Improve heterogeneous HCAL code
PR description:
Synchronise between iterations over HCAL channels.
This addresses a silent problem reported by compute-sanitizer --tool=racechck.
Enable range checking in HCAL code.
PR validation:
Code runs.
cms-bot internal usage
enable gpu
please test
type bugfix
type ngt
+code-checks
Logs: https://cmssdt.cern.ch/SDT/code-checks/cms-sw-PR-49554/47071
A new Pull Request was created by @fwyzard for master.
It involves the following packages:
- CondFormats/HcalObjects (alca, db)
- RecoLocalCalo/HcalRecProducers (reconstruction)
@Alejandro1400, @JanChyczynski, @arunhep, @atpathak, @francescobrivio, @jfernan2, @mandrenguyen, @perrotta, @srimanob can you please review it and eventually sign?

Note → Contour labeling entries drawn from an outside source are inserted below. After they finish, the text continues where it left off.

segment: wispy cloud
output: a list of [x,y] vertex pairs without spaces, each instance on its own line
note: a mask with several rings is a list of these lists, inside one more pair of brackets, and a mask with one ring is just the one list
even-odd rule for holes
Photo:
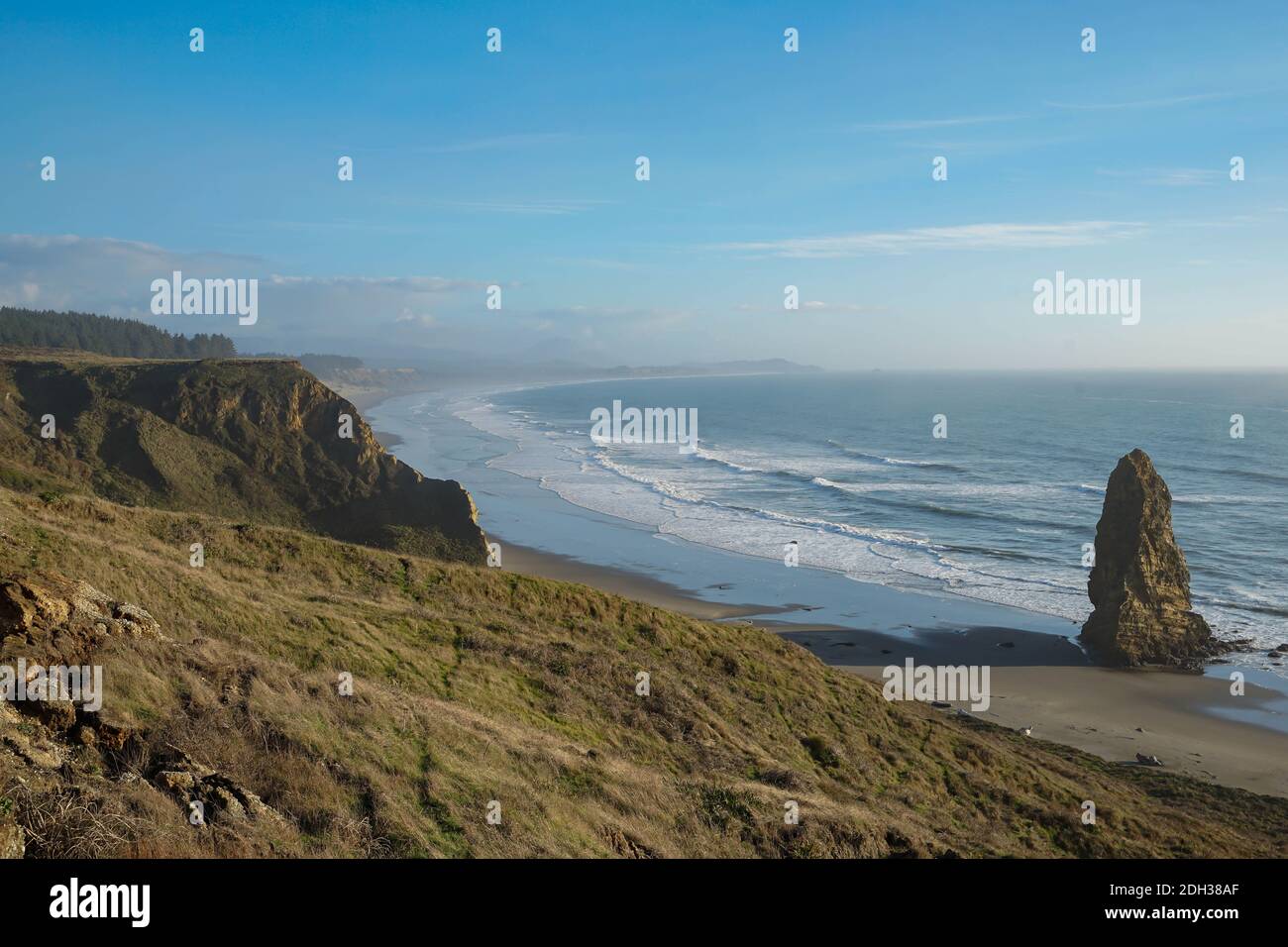
[[1070,220],[1052,224],[981,223],[716,244],[710,249],[796,259],[889,256],[922,250],[1091,246],[1136,237],[1144,229],[1145,224],[1126,220]]
[[1097,167],[1096,174],[1104,178],[1139,180],[1142,184],[1159,187],[1200,187],[1217,184],[1226,179],[1229,173],[1213,167],[1141,167],[1133,170]]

Thanks. @JanChyczynski, @PonIlya, @abdoulline, @apsallid, @bsunanda, @denizsun, @mariadalfonso, @mmusich, @rsreds, @salimcerci, @seemasharmafnal, @tocheng, @youyingli, @yuanchao this is something you requested to watch as well. @ftenchini, @mandrenguyen, @sextonkennedy you are the release manager for this.
cms-bot commands are listed here
The two unit tests that failed are
- src/IOPool/Input/test/TestIOPoolInputSchemaEvolution
- src/FWIO/RNTupleTempTests/test/TestRNTupleTempEventHistory
and they seem pretty much unrelated to these changes.

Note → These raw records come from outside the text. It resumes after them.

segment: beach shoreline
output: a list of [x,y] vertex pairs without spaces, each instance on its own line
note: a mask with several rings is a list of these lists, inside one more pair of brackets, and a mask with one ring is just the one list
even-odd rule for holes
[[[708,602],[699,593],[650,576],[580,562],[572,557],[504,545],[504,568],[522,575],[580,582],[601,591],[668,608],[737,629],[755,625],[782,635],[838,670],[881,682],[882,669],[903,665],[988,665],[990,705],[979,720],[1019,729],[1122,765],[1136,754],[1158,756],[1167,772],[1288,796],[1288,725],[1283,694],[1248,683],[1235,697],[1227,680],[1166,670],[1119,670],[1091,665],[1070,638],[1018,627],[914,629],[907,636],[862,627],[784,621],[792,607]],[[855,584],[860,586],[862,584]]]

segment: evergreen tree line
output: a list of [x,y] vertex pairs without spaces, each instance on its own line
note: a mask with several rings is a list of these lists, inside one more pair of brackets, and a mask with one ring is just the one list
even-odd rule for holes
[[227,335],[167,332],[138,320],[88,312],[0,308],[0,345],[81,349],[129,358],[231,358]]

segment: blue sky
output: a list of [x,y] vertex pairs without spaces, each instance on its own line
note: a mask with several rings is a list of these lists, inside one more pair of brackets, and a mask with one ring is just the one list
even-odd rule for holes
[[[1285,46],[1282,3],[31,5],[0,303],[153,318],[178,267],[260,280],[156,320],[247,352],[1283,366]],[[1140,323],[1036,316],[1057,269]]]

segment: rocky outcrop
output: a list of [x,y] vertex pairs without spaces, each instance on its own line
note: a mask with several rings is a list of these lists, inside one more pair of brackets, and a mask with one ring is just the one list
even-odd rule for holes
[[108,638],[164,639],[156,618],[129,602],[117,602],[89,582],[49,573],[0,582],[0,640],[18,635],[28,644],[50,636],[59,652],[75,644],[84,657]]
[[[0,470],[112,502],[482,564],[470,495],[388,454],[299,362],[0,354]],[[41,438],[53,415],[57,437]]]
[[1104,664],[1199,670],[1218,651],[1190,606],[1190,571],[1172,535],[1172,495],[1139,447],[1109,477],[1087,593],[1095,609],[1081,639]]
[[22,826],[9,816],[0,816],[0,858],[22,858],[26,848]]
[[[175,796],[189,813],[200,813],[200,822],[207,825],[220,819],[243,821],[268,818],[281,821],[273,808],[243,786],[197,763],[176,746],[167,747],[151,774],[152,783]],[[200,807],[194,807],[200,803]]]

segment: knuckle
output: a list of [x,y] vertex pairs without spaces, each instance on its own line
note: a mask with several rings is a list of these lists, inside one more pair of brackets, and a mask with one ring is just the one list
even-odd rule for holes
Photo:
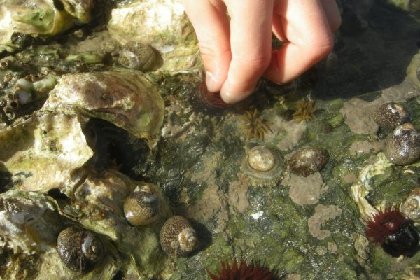
[[233,61],[237,62],[239,64],[257,72],[264,71],[268,67],[270,59],[270,52],[263,52],[255,55],[233,58]]

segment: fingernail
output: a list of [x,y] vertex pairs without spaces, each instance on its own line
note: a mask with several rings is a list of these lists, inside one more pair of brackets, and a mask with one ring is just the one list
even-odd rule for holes
[[206,71],[206,85],[207,90],[211,92],[218,92],[220,89],[218,88],[217,80],[214,78],[214,76],[211,72]]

ignore tests-rejected with manual-override
@fwyzard Excuse my inexperience with GPU computing, but could you explain, mainly for my curiosity, why the order of [] operator and field access had to be changed?
Hi @JanChyczynski, of course.
The reason lies in how the common Structure of Arrays data structure used in CMSSW is implemented and what functionality it provides.
When one writes
view.property()[i]
what happens is that view.property() returns an std::span over the column "property"; then the [] operator is applied to the span to return the i-th element.

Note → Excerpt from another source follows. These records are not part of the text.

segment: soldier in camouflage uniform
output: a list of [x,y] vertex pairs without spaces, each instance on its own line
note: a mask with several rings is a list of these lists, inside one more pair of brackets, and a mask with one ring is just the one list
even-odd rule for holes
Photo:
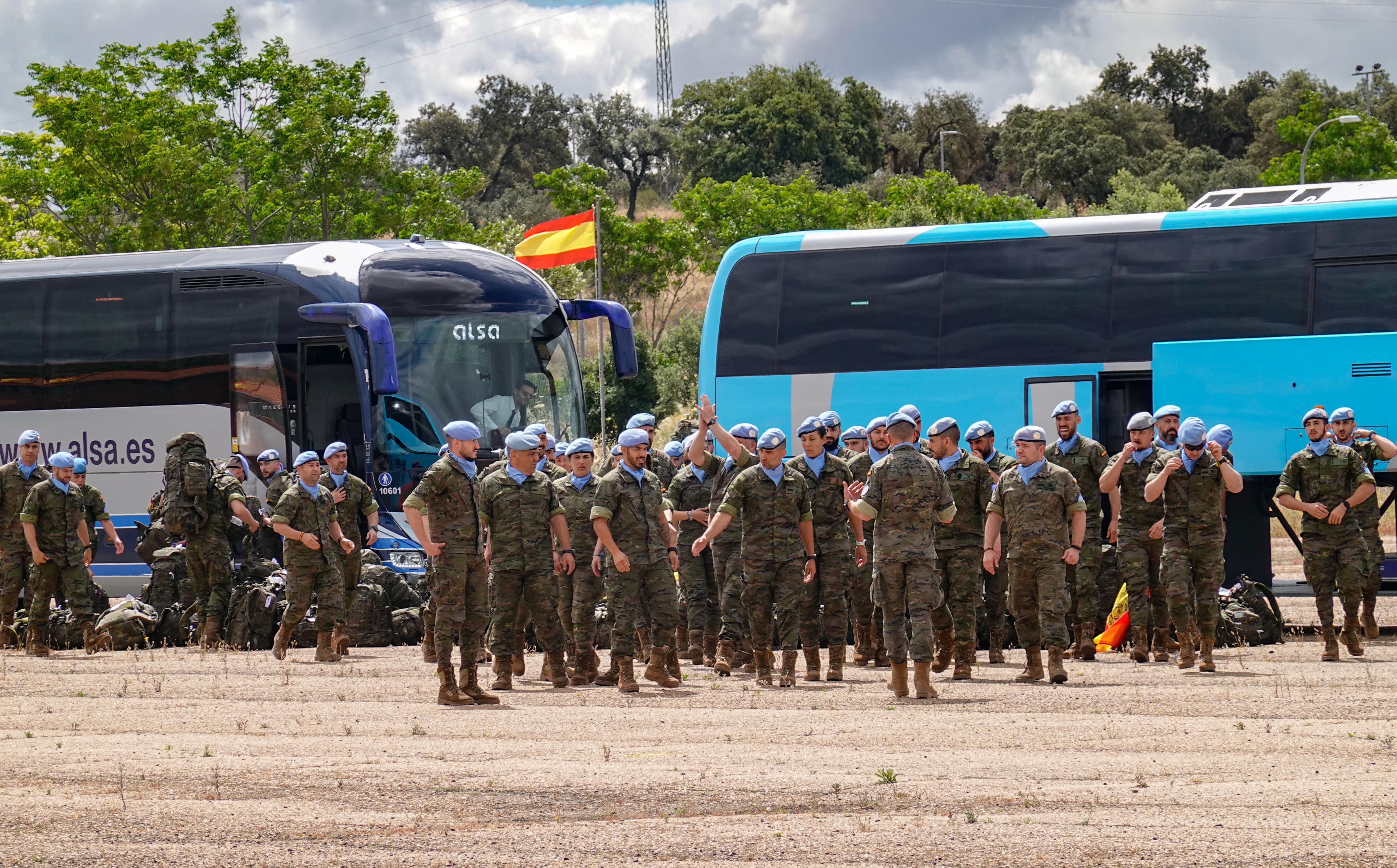
[[[1097,586],[1097,573],[1101,572],[1101,474],[1109,458],[1105,446],[1077,432],[1081,414],[1077,412],[1076,401],[1062,401],[1052,415],[1059,439],[1048,447],[1048,460],[1071,472],[1087,505],[1087,535],[1081,545],[1081,559],[1067,566],[1067,615],[1071,616],[1076,640],[1071,657],[1095,660],[1095,637],[1099,628],[1105,626],[1098,621],[1104,594]],[[1111,588],[1111,600],[1115,600],[1118,590]]]
[[[303,451],[295,461],[296,484],[286,489],[272,507],[271,526],[285,538],[286,611],[272,642],[277,660],[286,658],[286,647],[296,625],[316,595],[316,660],[335,663],[339,654],[330,646],[334,625],[344,612],[341,555],[355,551],[352,540],[339,528],[339,517],[330,489],[320,485],[320,456]],[[229,477],[232,478],[232,477]]]
[[[563,505],[563,517],[573,534],[577,569],[557,576],[557,619],[563,625],[564,651],[571,657],[570,683],[581,686],[597,678],[601,660],[597,657],[597,604],[602,598],[601,558],[597,552],[597,531],[592,530],[592,503],[601,488],[601,478],[592,472],[597,454],[592,442],[578,437],[567,444],[571,472],[566,479],[555,479],[553,491]],[[562,549],[553,540],[555,549]]]
[[88,654],[110,649],[110,637],[99,640],[92,625],[92,593],[87,565],[92,560],[91,541],[82,512],[82,495],[73,488],[73,456],[49,456],[53,475],[35,484],[25,495],[20,523],[34,566],[29,570],[29,626],[25,651],[49,656],[49,602],[63,591],[73,615],[82,625],[82,647]]
[[49,478],[49,471],[39,465],[39,432],[21,433],[15,454],[14,461],[0,467],[0,649],[11,649],[20,642],[14,609],[34,566],[20,510],[29,489]]
[[[679,446],[680,450],[687,450],[692,443]],[[679,470],[665,489],[665,519],[679,533],[679,584],[689,602],[689,660],[707,667],[718,661],[718,630],[722,623],[718,618],[718,580],[712,552],[705,551],[694,558],[690,549],[708,524],[710,500],[712,477],[693,464]]]
[[[447,424],[444,451],[412,493],[402,500],[402,513],[412,534],[427,555],[427,588],[432,594],[430,626],[423,616],[423,633],[432,630],[432,653],[423,658],[437,664],[437,704],[499,704],[476,681],[476,650],[490,621],[489,569],[481,530],[481,478],[475,456],[481,429],[458,419]],[[426,514],[423,514],[426,513]],[[461,644],[461,678],[451,671],[451,646]]]
[[[718,444],[728,453],[726,458],[719,458],[704,446],[708,443],[708,432],[718,439]],[[708,500],[708,520],[712,521],[722,506],[722,499],[728,495],[728,486],[738,478],[738,474],[756,463],[753,450],[757,447],[757,429],[754,425],[740,422],[732,431],[724,431],[718,425],[718,414],[707,396],[700,398],[698,431],[689,444],[689,461],[696,470],[701,470],[712,478],[712,498]],[[718,586],[718,614],[722,619],[722,629],[718,635],[718,658],[714,671],[718,675],[731,675],[735,667],[743,664],[753,665],[750,656],[752,630],[747,623],[747,607],[742,602],[742,516],[731,520],[732,531],[725,537],[710,537],[712,541],[712,573]],[[770,642],[770,637],[767,639]],[[738,657],[739,644],[743,647],[742,657]]]
[[[353,542],[353,551],[344,556],[341,562],[342,579],[345,583],[344,618],[335,625],[330,636],[337,654],[349,653],[349,630],[346,621],[349,609],[353,608],[359,590],[359,573],[363,569],[363,549],[373,545],[379,538],[379,502],[373,498],[373,489],[359,477],[349,472],[349,446],[335,440],[326,446],[326,465],[330,468],[330,496],[335,502],[335,514],[339,517],[339,530]],[[324,477],[323,477],[324,479]],[[359,516],[369,523],[369,533],[359,533]]]
[[[1014,681],[1042,681],[1042,646],[1048,644],[1048,675],[1067,681],[1062,665],[1067,650],[1067,566],[1081,555],[1087,505],[1073,475],[1045,457],[1048,435],[1037,425],[1014,432],[1017,464],[1000,474],[985,519],[982,563],[999,569],[1009,562],[1009,609],[1027,665]],[[1000,528],[1007,541],[1000,542]]]
[[[1327,415],[1322,412],[1322,437],[1326,422]],[[1179,451],[1162,451],[1154,460],[1154,468],[1146,479],[1144,499],[1154,502],[1164,496],[1164,555],[1160,573],[1169,594],[1169,614],[1179,632],[1179,668],[1194,665],[1193,637],[1197,636],[1199,671],[1213,672],[1218,587],[1224,577],[1222,540],[1227,535],[1222,492],[1242,491],[1242,477],[1225,460],[1222,447],[1207,442],[1206,431],[1203,419],[1197,417],[1189,417],[1179,425]],[[1356,456],[1355,461],[1362,464],[1362,458]],[[1362,537],[1358,540],[1362,545]],[[1193,611],[1189,609],[1190,600],[1194,601]],[[1323,605],[1320,611],[1324,611]],[[1356,602],[1354,614],[1358,614]]]
[[[1363,600],[1368,547],[1359,524],[1356,506],[1373,496],[1376,484],[1368,463],[1358,451],[1326,439],[1329,417],[1322,407],[1305,414],[1305,435],[1309,443],[1291,456],[1281,471],[1275,496],[1285,509],[1299,510],[1305,580],[1315,590],[1320,632],[1324,636],[1322,660],[1338,660],[1334,640],[1334,590],[1344,604],[1344,632],[1340,639],[1348,653],[1363,653],[1359,637],[1358,609]],[[1187,424],[1180,426],[1179,439],[1186,440]],[[1236,472],[1236,471],[1234,471]],[[1203,595],[1199,594],[1199,609]],[[1182,640],[1180,640],[1182,642]]]
[[757,683],[771,685],[771,607],[775,604],[775,626],[780,629],[775,642],[781,646],[780,685],[793,688],[798,608],[805,586],[814,580],[817,558],[810,488],[803,474],[782,463],[785,433],[781,429],[764,431],[757,439],[757,453],[760,463],[732,481],[718,514],[708,521],[708,528],[694,540],[690,551],[701,554],[733,519],[742,519],[742,601],[752,623]]
[[1116,544],[1116,566],[1126,583],[1130,614],[1130,654],[1136,663],[1150,660],[1150,623],[1154,623],[1157,663],[1168,663],[1169,604],[1160,563],[1164,558],[1164,502],[1144,499],[1146,479],[1154,468],[1154,417],[1137,412],[1126,422],[1130,437],[1101,474],[1101,492],[1111,498],[1112,516],[1106,538]]
[[[995,428],[986,419],[974,422],[965,429],[965,446],[970,446],[970,451],[985,463],[990,482],[995,485],[999,485],[999,477],[1006,470],[1018,464],[1013,456],[1006,456],[995,449]],[[996,573],[990,573],[982,566],[979,581],[985,591],[978,618],[981,623],[989,625],[989,661],[1004,663],[1004,642],[1009,639],[1006,621],[1009,615],[1009,567],[1003,560],[999,562]]]
[[[617,444],[620,461],[602,477],[592,505],[592,528],[606,548],[606,601],[613,618],[612,657],[617,665],[613,683],[623,693],[640,689],[633,668],[633,632],[636,609],[644,604],[654,637],[645,678],[662,688],[678,688],[675,570],[679,555],[675,533],[665,520],[659,477],[643,467],[650,453],[650,435],[630,428],[622,432]],[[597,683],[608,682],[597,679]]]
[[[481,482],[481,524],[489,537],[492,573],[490,653],[495,682],[490,689],[513,689],[515,621],[520,612],[534,619],[534,635],[543,649],[549,681],[567,686],[563,628],[557,619],[553,588],[556,569],[576,567],[571,537],[552,481],[538,470],[538,437],[515,431],[504,439],[509,464]],[[552,540],[562,545],[555,560]]]
[[[954,625],[954,635],[950,639],[956,643],[956,670],[951,672],[951,678],[967,679],[971,677],[971,664],[975,663],[975,643],[978,640],[975,608],[981,588],[985,510],[989,509],[995,482],[990,478],[989,467],[979,460],[979,456],[960,447],[960,425],[950,417],[937,419],[926,429],[932,456],[942,472],[946,474],[946,482],[956,496],[956,517],[936,534],[936,563],[940,566],[942,588],[949,597]],[[937,637],[937,643],[943,642],[942,637]],[[937,647],[937,660],[932,664],[933,672],[946,668],[940,650]],[[937,665],[940,670],[936,668]]]
[[[1397,457],[1397,443],[1377,435],[1366,428],[1358,428],[1354,411],[1350,407],[1340,407],[1329,415],[1329,428],[1334,432],[1334,442],[1347,446],[1358,453],[1368,464],[1368,472],[1377,472],[1377,464],[1391,461]],[[1227,449],[1227,444],[1224,444]],[[1382,517],[1377,498],[1369,498],[1354,507],[1354,519],[1363,531],[1363,542],[1368,545],[1368,569],[1363,580],[1363,635],[1368,639],[1377,639],[1377,591],[1383,587],[1383,535],[1377,531],[1377,521]]]
[[[805,477],[806,488],[810,491],[814,549],[820,556],[814,579],[805,586],[799,608],[806,681],[820,681],[821,639],[830,649],[826,679],[844,681],[844,643],[849,632],[848,593],[854,584],[855,570],[868,562],[863,517],[851,512],[845,500],[848,485],[855,482],[855,478],[844,458],[834,451],[826,451],[828,433],[826,418],[810,417],[800,422],[796,428],[800,454],[787,461],[787,467]],[[834,419],[838,417],[834,415]]]
[[[883,605],[883,640],[893,667],[887,686],[907,696],[907,657],[911,654],[918,699],[933,699],[930,611],[942,605],[936,572],[936,526],[956,517],[956,496],[942,468],[916,449],[918,431],[901,411],[887,419],[893,449],[873,464],[868,486],[855,482],[854,509],[873,528],[875,580]],[[912,622],[908,649],[907,619]]]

Unfortunately std::span does not check that the i-th element is actually valid: one can (try to) access any element, and there is no check that the SoA has i elements or more.
So, if any bug slips through, the code may end up accessing random memory locations - which may result in a crash or in some data corruption.
When one writes
view[i].property()
the [] operator is applied to the SoA as a whole to return a proxy to the i-th row, and then property() returns the value of "property" for that element.
In this case the [] is implemented by the CMS SoA and does check if the i-th element is valid, or prints a (hopefully) meaningful error message.
So, in case of bugs, it is much easier to figure out what is going wrong and where.
Thank you for a clear explanation!
I run a quick regex search with sourcegraph to check if there are some occurences of the .property()[i] syntax left and ideed there are over 20 occurences in RecoLocalCalo/HcalRecProducers/plugins/alpaka/Mahi.dev.cc and some in HcalMahiConditionsESProducer.cc (which I don't know if is intended to be changed in this PR).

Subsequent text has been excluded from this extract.